Ce dernier, assassiné en octobre 2013 au Kosovo, avait été mis en cause par l'accusé lors de nouvelles révélations en mars 2017, partagées quelques jours plus tard par son ancien ami. Il reconnaît avoir préalablement menti et avoir tu ce nom, par crainte de représailles d'une part, mais aussi de par sa certitude de ne pas être reconnu coupable en première instance.

Acquittement demandé

Ses défenseurs laissent à la Cour libre interprétation pour une condamnation quant à une entrave à l'action pénale, mais demandent l'acquittement pour les charges d'assassinat et de complicité. En effet, rien dans le dossier ne permet de prouver qu'il était à Frasses le soir du drame et qu'il aurait tiré sur la victime, estiment-ils.

Devant le tribunal, ils ont systématiquement passé en revue les éléments à charge, en cherchant à démontrer qu'aucun d'entre eux n'est suffisamment solide pour inculper leur client, qui doit dans le pire des cas profiter du bénéfice du doute. Ils ont notamment pointé du doigt l'absence totale de mobile, ainsi que des problèmes de concordance avec deux témoignages quant à la taille des suspects du meurtre.

L'avocat du fugitif, qu'il représente en son absence, a déclaré que son client admettait avoir participé à l'acquisition d'armes, fait office de chauffeur de manière contrainte et aidé à la fuite de l'auteur du crime. Il réfute toutefois avoir commis le crime. Il demande donc une condamnation pour complicité de meurtre, comprenant une peine nettement atténuée.

Des doutes

Par la voix du procureur Fabien Gasser, le Ministère public a lui maintenu sa version des faits, relevant notamment les mensonges systématiques des prévenus dans cette affaire. Il conclut principalement à la confirmation du jugement de première instance.

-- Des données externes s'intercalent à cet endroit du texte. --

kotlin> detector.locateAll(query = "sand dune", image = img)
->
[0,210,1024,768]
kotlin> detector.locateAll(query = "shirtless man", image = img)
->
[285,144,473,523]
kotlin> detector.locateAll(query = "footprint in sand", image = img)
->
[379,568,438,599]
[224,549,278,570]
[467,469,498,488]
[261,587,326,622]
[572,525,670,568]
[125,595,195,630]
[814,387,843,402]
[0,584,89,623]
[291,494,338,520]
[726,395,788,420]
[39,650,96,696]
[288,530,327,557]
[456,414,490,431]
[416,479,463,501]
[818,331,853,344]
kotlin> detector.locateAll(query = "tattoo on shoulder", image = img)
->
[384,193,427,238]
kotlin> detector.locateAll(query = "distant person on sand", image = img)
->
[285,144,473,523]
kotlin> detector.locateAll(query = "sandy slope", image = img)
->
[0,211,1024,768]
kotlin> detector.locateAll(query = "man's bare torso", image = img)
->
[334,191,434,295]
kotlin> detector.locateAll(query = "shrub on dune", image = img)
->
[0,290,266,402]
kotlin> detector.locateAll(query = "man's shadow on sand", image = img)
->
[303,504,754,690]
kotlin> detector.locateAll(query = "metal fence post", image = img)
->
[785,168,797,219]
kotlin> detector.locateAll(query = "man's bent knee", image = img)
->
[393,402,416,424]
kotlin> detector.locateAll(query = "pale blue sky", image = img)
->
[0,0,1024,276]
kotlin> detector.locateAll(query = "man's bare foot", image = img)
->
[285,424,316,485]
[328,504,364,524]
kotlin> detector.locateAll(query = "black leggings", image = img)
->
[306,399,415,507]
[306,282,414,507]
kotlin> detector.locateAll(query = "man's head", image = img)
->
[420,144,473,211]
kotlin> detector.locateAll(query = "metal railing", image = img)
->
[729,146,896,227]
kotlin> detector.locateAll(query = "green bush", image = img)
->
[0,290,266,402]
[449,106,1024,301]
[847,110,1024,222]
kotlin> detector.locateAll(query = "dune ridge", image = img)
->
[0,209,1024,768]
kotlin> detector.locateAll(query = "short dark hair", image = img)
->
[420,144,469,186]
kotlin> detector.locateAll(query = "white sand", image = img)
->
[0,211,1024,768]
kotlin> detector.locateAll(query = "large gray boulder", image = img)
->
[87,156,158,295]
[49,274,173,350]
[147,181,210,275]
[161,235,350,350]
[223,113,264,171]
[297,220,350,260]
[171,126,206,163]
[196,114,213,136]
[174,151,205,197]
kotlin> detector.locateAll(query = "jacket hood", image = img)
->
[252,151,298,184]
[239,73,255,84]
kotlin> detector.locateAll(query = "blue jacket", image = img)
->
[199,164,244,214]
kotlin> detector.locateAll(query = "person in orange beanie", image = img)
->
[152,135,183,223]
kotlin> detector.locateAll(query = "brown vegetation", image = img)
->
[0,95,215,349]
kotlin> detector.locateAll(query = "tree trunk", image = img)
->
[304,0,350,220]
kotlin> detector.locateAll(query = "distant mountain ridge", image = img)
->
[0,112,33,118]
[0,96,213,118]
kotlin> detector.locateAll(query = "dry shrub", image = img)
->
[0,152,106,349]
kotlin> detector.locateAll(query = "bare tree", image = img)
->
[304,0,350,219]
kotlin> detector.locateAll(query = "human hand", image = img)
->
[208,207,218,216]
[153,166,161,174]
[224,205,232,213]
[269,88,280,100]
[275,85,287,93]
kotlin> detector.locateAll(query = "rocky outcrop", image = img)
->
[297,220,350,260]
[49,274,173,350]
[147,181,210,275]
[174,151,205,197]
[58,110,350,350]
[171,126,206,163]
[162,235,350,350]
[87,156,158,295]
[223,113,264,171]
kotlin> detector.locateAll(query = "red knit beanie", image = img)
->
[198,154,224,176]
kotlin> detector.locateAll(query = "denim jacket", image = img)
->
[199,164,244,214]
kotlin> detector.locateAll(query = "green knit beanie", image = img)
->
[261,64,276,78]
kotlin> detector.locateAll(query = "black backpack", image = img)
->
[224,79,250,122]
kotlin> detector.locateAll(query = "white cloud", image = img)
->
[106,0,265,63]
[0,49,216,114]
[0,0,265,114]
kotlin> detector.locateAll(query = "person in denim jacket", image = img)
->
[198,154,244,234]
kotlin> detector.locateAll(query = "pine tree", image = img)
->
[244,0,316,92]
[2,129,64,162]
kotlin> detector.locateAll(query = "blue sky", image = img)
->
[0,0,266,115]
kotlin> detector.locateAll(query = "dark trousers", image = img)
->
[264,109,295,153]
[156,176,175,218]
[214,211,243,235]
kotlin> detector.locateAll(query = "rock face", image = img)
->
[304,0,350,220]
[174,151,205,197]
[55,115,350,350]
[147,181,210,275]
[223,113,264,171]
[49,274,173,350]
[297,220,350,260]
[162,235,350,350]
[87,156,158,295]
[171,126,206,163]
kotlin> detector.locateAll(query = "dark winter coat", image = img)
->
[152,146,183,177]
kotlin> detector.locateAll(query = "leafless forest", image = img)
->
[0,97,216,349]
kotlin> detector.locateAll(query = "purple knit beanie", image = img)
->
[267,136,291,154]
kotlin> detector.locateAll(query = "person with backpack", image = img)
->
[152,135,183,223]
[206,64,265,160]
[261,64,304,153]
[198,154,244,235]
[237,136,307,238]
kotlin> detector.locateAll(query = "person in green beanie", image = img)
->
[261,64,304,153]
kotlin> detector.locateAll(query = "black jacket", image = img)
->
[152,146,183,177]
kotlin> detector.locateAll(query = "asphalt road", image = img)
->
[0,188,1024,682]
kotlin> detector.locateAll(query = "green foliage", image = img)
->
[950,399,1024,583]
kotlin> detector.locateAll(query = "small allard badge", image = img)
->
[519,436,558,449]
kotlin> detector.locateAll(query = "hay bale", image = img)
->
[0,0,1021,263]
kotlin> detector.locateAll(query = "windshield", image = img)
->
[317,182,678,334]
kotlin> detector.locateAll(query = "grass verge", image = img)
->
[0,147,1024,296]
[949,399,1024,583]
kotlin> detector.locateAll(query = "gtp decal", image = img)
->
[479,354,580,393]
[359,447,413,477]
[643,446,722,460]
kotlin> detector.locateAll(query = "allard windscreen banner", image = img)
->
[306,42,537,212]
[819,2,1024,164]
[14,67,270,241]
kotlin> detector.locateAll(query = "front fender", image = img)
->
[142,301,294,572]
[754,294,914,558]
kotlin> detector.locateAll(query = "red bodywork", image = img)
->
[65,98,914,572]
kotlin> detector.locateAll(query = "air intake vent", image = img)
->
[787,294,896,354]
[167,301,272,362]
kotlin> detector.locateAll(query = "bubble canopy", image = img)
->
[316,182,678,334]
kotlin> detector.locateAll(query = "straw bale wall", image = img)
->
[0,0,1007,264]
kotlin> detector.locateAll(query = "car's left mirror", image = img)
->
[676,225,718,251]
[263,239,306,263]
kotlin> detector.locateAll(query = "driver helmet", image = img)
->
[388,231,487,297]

Selon lui, la culpabilité de l'homme d'origine kosovare ne fait aucun doute. Dans le cas du second individu, il se dit certain de sa lourde implication, relevant notamment que celui-ci était au courant des projets d'assassinat, qu'il se trouvait avec son complice à Frasses et qu'il a fourni les armes.

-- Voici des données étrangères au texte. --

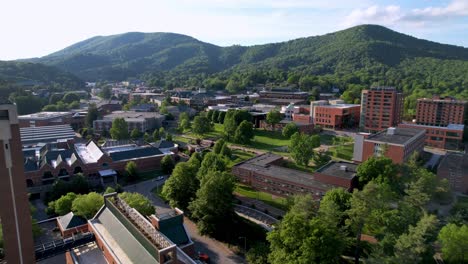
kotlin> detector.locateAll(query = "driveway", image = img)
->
[124,179,245,264]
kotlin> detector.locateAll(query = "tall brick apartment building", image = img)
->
[416,96,468,126]
[360,87,403,132]
[399,96,468,149]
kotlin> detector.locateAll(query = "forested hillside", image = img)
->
[21,25,468,115]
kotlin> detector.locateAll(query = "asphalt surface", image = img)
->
[124,179,245,264]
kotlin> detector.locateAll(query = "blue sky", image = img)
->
[0,0,468,60]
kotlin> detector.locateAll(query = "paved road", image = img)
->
[124,180,245,264]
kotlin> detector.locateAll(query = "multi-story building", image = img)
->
[22,141,174,193]
[93,111,165,133]
[353,127,426,164]
[437,153,468,194]
[416,96,468,126]
[360,87,403,132]
[398,123,465,150]
[232,153,356,199]
[18,112,85,129]
[0,104,35,264]
[311,104,361,129]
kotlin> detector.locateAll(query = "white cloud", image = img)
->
[341,0,468,27]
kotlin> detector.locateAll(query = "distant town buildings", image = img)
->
[232,153,357,199]
[360,87,403,132]
[93,111,165,133]
[353,127,426,164]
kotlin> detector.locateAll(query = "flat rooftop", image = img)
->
[316,161,358,179]
[235,153,336,191]
[365,127,425,145]
[18,112,72,120]
[403,123,465,131]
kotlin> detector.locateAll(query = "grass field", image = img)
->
[227,149,255,170]
[329,144,354,160]
[234,184,288,211]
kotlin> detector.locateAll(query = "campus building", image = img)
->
[18,112,85,129]
[360,87,403,132]
[23,141,174,194]
[416,96,468,126]
[0,104,35,264]
[232,153,356,199]
[437,153,468,194]
[93,111,165,133]
[353,127,426,164]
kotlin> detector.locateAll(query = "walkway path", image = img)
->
[124,180,245,264]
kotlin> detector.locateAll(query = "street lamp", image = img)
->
[239,237,247,253]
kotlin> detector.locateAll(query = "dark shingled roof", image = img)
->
[57,212,87,230]
[109,147,163,161]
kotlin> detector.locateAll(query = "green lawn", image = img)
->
[119,170,164,185]
[329,144,354,160]
[227,149,255,169]
[234,184,288,211]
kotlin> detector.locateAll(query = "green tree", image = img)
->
[438,224,468,263]
[119,192,156,216]
[357,157,398,190]
[54,192,77,215]
[162,161,200,210]
[282,122,299,138]
[161,155,174,174]
[234,120,254,145]
[395,214,438,264]
[130,128,141,139]
[72,192,104,219]
[219,144,232,159]
[110,118,129,140]
[267,195,345,264]
[290,132,320,166]
[189,171,234,235]
[62,93,80,104]
[312,150,331,168]
[266,110,282,130]
[153,129,160,142]
[99,85,112,99]
[213,139,226,154]
[86,104,99,127]
[125,161,138,181]
[192,116,213,135]
[197,152,226,180]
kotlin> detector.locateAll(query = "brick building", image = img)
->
[311,104,361,129]
[416,96,468,126]
[353,127,426,164]
[232,153,356,199]
[24,141,173,193]
[360,87,403,132]
[398,123,464,150]
[18,112,85,129]
[93,111,165,133]
[437,153,468,194]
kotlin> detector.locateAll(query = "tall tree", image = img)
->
[439,224,468,263]
[72,192,104,219]
[192,116,213,135]
[119,192,156,216]
[266,110,282,130]
[189,171,234,235]
[162,161,200,210]
[290,132,320,166]
[234,120,254,144]
[110,118,130,140]
[86,104,99,127]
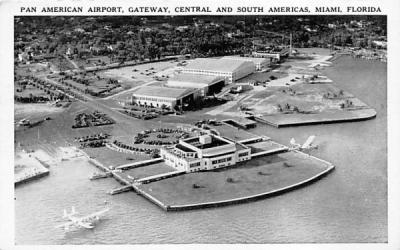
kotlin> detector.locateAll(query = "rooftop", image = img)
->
[222,56,267,63]
[133,86,193,98]
[184,136,229,149]
[169,73,224,85]
[175,144,195,153]
[185,58,254,72]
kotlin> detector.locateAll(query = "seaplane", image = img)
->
[56,207,110,231]
[290,135,318,151]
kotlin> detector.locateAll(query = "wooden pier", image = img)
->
[115,158,164,170]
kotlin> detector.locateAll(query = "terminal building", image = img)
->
[166,73,225,96]
[160,135,251,172]
[252,48,290,63]
[222,56,271,71]
[132,86,199,108]
[182,58,256,83]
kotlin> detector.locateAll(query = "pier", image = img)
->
[137,170,186,184]
[115,158,164,170]
[109,185,133,195]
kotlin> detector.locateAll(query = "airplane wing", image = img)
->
[77,221,93,229]
[56,221,75,228]
[80,208,110,220]
[301,135,315,148]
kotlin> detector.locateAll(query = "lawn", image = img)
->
[141,152,329,205]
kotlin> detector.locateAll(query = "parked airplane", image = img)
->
[56,207,110,230]
[290,135,318,150]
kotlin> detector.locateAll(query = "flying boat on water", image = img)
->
[56,207,110,231]
[290,135,318,151]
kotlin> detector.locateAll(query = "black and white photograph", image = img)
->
[0,0,398,249]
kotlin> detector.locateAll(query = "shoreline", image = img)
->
[255,109,377,128]
[132,159,335,212]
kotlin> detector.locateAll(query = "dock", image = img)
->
[115,158,164,170]
[14,167,50,187]
[109,185,133,195]
[136,170,186,184]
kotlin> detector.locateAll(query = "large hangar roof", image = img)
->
[133,86,193,99]
[169,73,224,85]
[185,58,254,72]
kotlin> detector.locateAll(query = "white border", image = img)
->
[0,0,400,250]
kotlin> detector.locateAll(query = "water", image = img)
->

Il reconnaît toutefois ne pas pouvoir être entièrement sûr qu'il a bel et bien tiré sur la victime. Il conclut donc subsidiairement à une admission partielle du recours, proposant dans ce cas - qui relèverait de la complicité d'assassinat - une peine privative de liberté de 12 ans.

Les parties civiles souhaitent pour leur part le maintien du jugement de première instance. Le verdict sera rendu mercredi.

Tué par balles

Pour mémoire, les faits remontent au 11 mai 2013, quand un ressortissant italien d'origine kosovare, âgé de 36 ans, avait été tué par balle devant le garage de sa maison à Frasses, alors qu'il venait de rentrer en voiture avec son épouse et ses quatre enfants.

Le crime commis était une vengeance dans le cadre d'un long conflit sanglant entre des familles suspectées de trafic de stupéfiants, qui a fait de nombreuses victimes au Kosovo, dont plusieurs enfants. L'un des deux condamnés en première instance, proche de l'une des familles, a perdu son frère en 2003 dans le cadre de ce conflit.